In The King Arthur Conspiracy I noted how the change in the calendar affected another major Celtic festival.  Imbolc took place at the start of February, when the goddess appeared in her Maiden guise, the first green shoots were showing and ewes started lactating.  It was a festival of new life, innocence and purity.  With the 12-day shift in the calendar, this festival slipped forward to 14 February - or what we now call Valentine's Day.  There is no connection between St Valentine, an obscure martyr of the third century, and the celebrations of true love on Valentine's Day - they are a relic of the old Imbolc festival.

Similarly, the "Glorious Twelfth" of August, which marks the opening of the grouse-shooting season, recalls the original games of Lughnasadh, which took place on the eve of 1 August.

So what happened to Samhain?  We continue to celebrate the old Day of the Dead at the end of October - only now we call it Halloween.  But this takes no account of the shift in the calendar.  It would be presumptuous to imagine that the ancestral spirits would happily alter the day on which they made themselves present just because we changed the way we calculate the date.

Well, here is where history shows her quirky side.

The Great War of 1914-1918 came to an end on 11 November.  Pretty soon, Armistice Day - as it came to be known - was recognised as the day on which the sacrifice of so much doomed youth was commemorated.  Another name for this occasion is Remembrance Day.  Poppies are worn in remembrance of the young men who were slaughtered in the fields of Flanders.  Those who wear these poppies are probably unaware of their older symbolism.  The blood-red poppies which bloom in cornfields were cut down when the wheat was harvested, and so they became symbolic of the sacrifice of John Barleycorn, the spirit of the grain, which was recalled at the Samhain festival in remembrance of the dead.
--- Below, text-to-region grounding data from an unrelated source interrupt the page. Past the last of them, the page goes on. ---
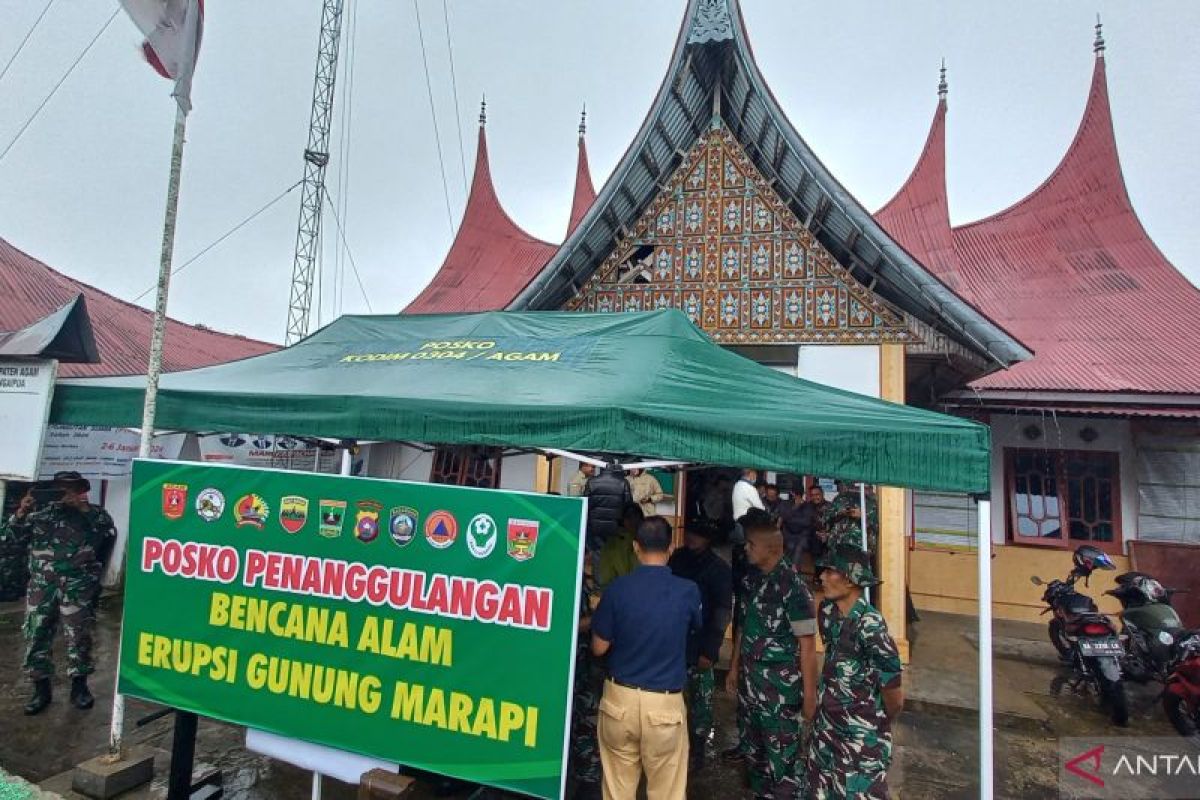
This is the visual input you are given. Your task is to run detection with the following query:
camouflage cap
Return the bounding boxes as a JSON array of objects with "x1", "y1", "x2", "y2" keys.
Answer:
[
  {"x1": 815, "y1": 544, "x2": 881, "y2": 587},
  {"x1": 52, "y1": 470, "x2": 91, "y2": 492}
]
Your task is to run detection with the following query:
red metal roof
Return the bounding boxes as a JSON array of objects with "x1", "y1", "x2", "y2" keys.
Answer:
[
  {"x1": 402, "y1": 125, "x2": 558, "y2": 314},
  {"x1": 879, "y1": 54, "x2": 1200, "y2": 396},
  {"x1": 0, "y1": 237, "x2": 275, "y2": 378}
]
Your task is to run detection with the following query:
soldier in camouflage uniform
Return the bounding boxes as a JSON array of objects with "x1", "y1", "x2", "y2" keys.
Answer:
[
  {"x1": 822, "y1": 483, "x2": 879, "y2": 555},
  {"x1": 725, "y1": 510, "x2": 817, "y2": 799},
  {"x1": 0, "y1": 489, "x2": 36, "y2": 601},
  {"x1": 17, "y1": 472, "x2": 116, "y2": 715},
  {"x1": 807, "y1": 544, "x2": 904, "y2": 799},
  {"x1": 570, "y1": 564, "x2": 603, "y2": 799}
]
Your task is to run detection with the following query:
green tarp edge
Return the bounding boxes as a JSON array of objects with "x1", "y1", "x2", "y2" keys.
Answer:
[{"x1": 47, "y1": 310, "x2": 991, "y2": 494}]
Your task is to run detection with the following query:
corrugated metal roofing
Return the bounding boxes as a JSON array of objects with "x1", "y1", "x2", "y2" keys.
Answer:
[
  {"x1": 0, "y1": 237, "x2": 275, "y2": 378},
  {"x1": 402, "y1": 126, "x2": 560, "y2": 315},
  {"x1": 879, "y1": 54, "x2": 1200, "y2": 396}
]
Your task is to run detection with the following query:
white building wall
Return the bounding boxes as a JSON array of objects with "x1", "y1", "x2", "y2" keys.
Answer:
[
  {"x1": 986, "y1": 414, "x2": 1138, "y2": 549},
  {"x1": 364, "y1": 443, "x2": 433, "y2": 482},
  {"x1": 796, "y1": 344, "x2": 881, "y2": 398},
  {"x1": 499, "y1": 455, "x2": 538, "y2": 492}
]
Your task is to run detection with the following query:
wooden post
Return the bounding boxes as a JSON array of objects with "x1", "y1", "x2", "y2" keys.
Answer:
[
  {"x1": 534, "y1": 454, "x2": 560, "y2": 494},
  {"x1": 879, "y1": 343, "x2": 910, "y2": 662}
]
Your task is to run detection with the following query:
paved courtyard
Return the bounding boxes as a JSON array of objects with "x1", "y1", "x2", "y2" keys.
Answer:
[{"x1": 0, "y1": 598, "x2": 1178, "y2": 799}]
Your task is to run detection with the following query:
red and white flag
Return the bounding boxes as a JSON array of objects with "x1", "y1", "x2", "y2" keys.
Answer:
[{"x1": 119, "y1": 0, "x2": 204, "y2": 113}]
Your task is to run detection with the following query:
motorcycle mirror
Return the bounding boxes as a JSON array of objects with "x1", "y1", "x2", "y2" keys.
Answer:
[{"x1": 1030, "y1": 576, "x2": 1044, "y2": 586}]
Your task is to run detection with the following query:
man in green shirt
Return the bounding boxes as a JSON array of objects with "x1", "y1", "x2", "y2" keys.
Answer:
[{"x1": 598, "y1": 504, "x2": 643, "y2": 589}]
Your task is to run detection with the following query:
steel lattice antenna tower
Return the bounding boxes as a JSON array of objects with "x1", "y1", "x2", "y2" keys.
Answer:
[{"x1": 285, "y1": 0, "x2": 346, "y2": 345}]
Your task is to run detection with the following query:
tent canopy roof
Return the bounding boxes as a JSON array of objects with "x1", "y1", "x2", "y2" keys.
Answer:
[{"x1": 51, "y1": 309, "x2": 990, "y2": 492}]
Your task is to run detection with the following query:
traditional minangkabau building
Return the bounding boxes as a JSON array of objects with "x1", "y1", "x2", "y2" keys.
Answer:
[{"x1": 399, "y1": 0, "x2": 1200, "y2": 635}]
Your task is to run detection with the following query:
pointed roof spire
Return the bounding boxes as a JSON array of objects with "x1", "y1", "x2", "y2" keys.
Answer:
[
  {"x1": 403, "y1": 105, "x2": 558, "y2": 314},
  {"x1": 875, "y1": 87, "x2": 959, "y2": 285},
  {"x1": 1094, "y1": 14, "x2": 1105, "y2": 55},
  {"x1": 568, "y1": 105, "x2": 598, "y2": 236},
  {"x1": 938, "y1": 58, "x2": 948, "y2": 102}
]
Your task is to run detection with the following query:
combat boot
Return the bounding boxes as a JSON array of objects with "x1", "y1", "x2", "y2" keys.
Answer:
[
  {"x1": 70, "y1": 676, "x2": 94, "y2": 710},
  {"x1": 23, "y1": 679, "x2": 52, "y2": 715}
]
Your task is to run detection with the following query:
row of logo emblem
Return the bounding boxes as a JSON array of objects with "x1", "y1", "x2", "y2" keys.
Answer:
[{"x1": 163, "y1": 483, "x2": 539, "y2": 561}]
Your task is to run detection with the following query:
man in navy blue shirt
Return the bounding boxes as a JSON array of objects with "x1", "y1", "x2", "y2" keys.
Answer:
[{"x1": 591, "y1": 516, "x2": 701, "y2": 800}]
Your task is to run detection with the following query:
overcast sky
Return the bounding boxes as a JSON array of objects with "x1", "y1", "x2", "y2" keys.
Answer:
[{"x1": 0, "y1": 1, "x2": 1197, "y2": 345}]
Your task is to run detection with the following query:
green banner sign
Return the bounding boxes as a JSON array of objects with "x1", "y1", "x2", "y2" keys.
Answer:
[{"x1": 121, "y1": 460, "x2": 586, "y2": 799}]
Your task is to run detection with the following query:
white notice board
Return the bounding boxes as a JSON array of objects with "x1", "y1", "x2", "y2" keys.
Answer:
[{"x1": 0, "y1": 359, "x2": 57, "y2": 481}]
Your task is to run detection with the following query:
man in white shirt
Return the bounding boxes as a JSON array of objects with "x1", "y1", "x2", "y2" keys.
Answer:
[{"x1": 732, "y1": 468, "x2": 765, "y2": 523}]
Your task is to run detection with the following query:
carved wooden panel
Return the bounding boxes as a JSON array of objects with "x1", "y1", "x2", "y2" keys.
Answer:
[{"x1": 567, "y1": 121, "x2": 912, "y2": 344}]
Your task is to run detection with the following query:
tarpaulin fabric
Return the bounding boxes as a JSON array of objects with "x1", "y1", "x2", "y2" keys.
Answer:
[{"x1": 50, "y1": 310, "x2": 990, "y2": 492}]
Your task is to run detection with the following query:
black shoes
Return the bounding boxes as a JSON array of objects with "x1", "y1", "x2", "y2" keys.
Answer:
[
  {"x1": 24, "y1": 679, "x2": 52, "y2": 715},
  {"x1": 70, "y1": 676, "x2": 95, "y2": 710}
]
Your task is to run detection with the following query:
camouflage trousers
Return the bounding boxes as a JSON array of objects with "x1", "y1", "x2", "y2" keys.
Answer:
[
  {"x1": 742, "y1": 659, "x2": 802, "y2": 800},
  {"x1": 569, "y1": 649, "x2": 603, "y2": 786},
  {"x1": 685, "y1": 664, "x2": 714, "y2": 745},
  {"x1": 23, "y1": 565, "x2": 100, "y2": 679},
  {"x1": 805, "y1": 712, "x2": 893, "y2": 800}
]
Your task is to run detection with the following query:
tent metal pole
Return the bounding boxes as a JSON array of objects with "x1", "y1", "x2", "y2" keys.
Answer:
[
  {"x1": 977, "y1": 498, "x2": 994, "y2": 798},
  {"x1": 858, "y1": 482, "x2": 870, "y2": 605}
]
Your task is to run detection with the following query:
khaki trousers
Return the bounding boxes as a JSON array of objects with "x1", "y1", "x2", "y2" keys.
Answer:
[{"x1": 597, "y1": 679, "x2": 688, "y2": 800}]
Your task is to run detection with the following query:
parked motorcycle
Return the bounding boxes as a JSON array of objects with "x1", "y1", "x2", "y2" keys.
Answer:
[
  {"x1": 1031, "y1": 545, "x2": 1129, "y2": 726},
  {"x1": 1105, "y1": 571, "x2": 1184, "y2": 683},
  {"x1": 1164, "y1": 629, "x2": 1200, "y2": 743}
]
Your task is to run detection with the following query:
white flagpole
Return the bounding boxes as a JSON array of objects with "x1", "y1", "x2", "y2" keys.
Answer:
[{"x1": 112, "y1": 92, "x2": 190, "y2": 764}]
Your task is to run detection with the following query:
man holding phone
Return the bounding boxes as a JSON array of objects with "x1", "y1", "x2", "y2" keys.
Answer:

When the Julian Calendar was updated in Britain, being replaced by the Gregorian Calendar, the old Samhain festival would have slipped.  By adding in the twelve days lost in 1752, we can arrive at the true date of Samhain - the original Halloween.  It would have fallen on what today is 11 November - the date which, since 1918, we have recognised as Remembrance Day, a veritable Day of the Dead.

So while it is fine to celebrate the commercialised festival of Halloween on the last day of October, anyone interested in the true moment in the year when the departed are close at hand, when the old year dies away and the new year is born at the start of winter, should look to the Remembrance Day celebrations.  After all, it's fun to dress up as witches, vampires, ghosts and such things.  But the spirits insisted on being commemorated on the proper date - 11 November.  That is the appropriate date for ghost stories.  That always was - and, since the early twentieth century, continues to be the proper Day of the Dead.